Crédit: Jean-René Cazeneuve

Jean-René Cazeneuve rend hommage à François Rivière

François Rivière était le gascon par excellence : le courage, le caractère, la verve, le sens de l’amitié et le panache.
Il aimait la Gascogne, ses produits, sa culture, ses traditions, sa convivialité, son patrimoine… nos coteaux qu’il sillonnait inlassablement au point d’imaginer ce Parc Naturel Régional qu’il a porté sur les fonts baptismaux.

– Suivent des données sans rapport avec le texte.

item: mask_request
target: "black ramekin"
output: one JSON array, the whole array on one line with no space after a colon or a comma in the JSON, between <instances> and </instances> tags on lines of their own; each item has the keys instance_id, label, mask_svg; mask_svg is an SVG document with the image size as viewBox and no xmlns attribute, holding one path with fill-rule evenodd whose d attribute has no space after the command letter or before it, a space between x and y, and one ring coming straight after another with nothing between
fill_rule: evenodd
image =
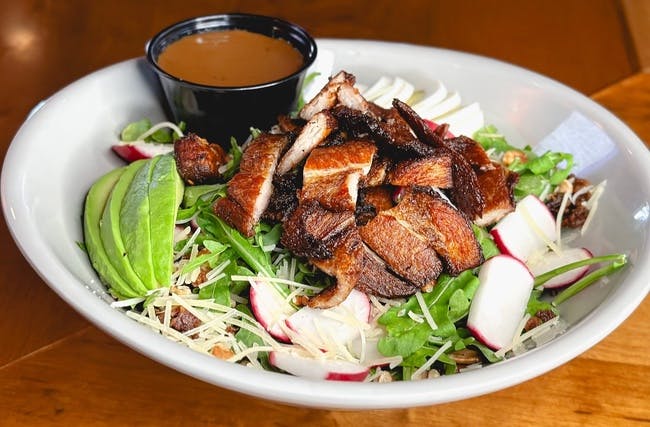
<instances>
[{"instance_id":1,"label":"black ramekin","mask_svg":"<svg viewBox=\"0 0 650 427\"><path fill-rule=\"evenodd\" d=\"M184 36L231 29L286 40L302 54L302 67L269 83L219 87L181 80L157 64L160 53ZM173 119L184 121L188 131L224 148L230 146L231 136L241 144L251 127L266 130L276 122L278 115L295 107L305 72L316 59L316 53L316 42L298 25L278 18L241 13L201 16L178 22L160 31L146 45L147 60L159 77Z\"/></svg>"}]
</instances>

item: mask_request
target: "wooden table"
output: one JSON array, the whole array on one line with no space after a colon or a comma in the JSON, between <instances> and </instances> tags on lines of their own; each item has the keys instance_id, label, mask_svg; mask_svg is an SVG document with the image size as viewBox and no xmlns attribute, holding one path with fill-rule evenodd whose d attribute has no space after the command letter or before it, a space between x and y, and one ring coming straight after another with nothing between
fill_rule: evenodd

Qui d’autre que François avait la niaque pour guider ce projet qui, sans lui, n’existerait pas. À nous de le mener au bout, par respect pour son immense travail. Il aimait nos montagnes et à 72 ans passait encore ses vacances comme moniteur sur les pistes pour transmettre sa passion aux enfants. Qui d’autre que François Rivière pouvait réveiller les arènes du Soleil d’Or pour que retentisse à nouveau le pasodoble ? Personnage central du mundillo du Sud-Ouest, Il soutenait l’élevage gersois. Du torero il avait le courage. Qui mieux que François Rivière pouvait accompagner Welcome in Tziganie pour en faire un tel succès ? Qui d’autre que lui avait le charisme pour animer la Compagnie des mousquetaires de l’Armagnac avec autant d’intelligence et d’exigence ? Dans le monde entier, il était l’infatigable ambassadeur de notre liqueur dorée et adorée. Qui d’autre que lui aurait pu transformer Seissan comme il l’a fait ? Il aimait Seissan et ses habitants passionnément. Aux dernières élections, il avait voulu arrêter pour passer plus de temps avec sa famille. Mais le sens du devoir a fini par l’emporter. Sortir la rapière une dernière fois. Avec panache. Il portait avec la même élégance l’uniforme des pompiers, la combinaison rouge des monos, la cape fleur délysée de capitaine-lieutenant des mousquetaires ou cette médaille de chevalier de l’ordre national du mérite, reconnaissance de la République et de la Nation, qui récompensait une vie professionnelle réussie et un engagement d’élu exemplaire. Il cultivait l’amitié comme personne : des monos de Super Bagnères aux maires de l’Astarac, des copains du marché de Seissan aux artistes des Balkans, des aficionados du callejon aux états-majors des mousquetaires. Il nous ravissait de son franc-parler, autre vertu cardinale du gascon. Il m’honorait de son amitié, de ses conseils, de sa bienveillance et je me souviens de nos échanges sur les sentiers du Paléosite, autre réussite que nous lui devons.

Cher François, cher ami, tu as quitté les arènes de la vie, par la grande porte, à hombros.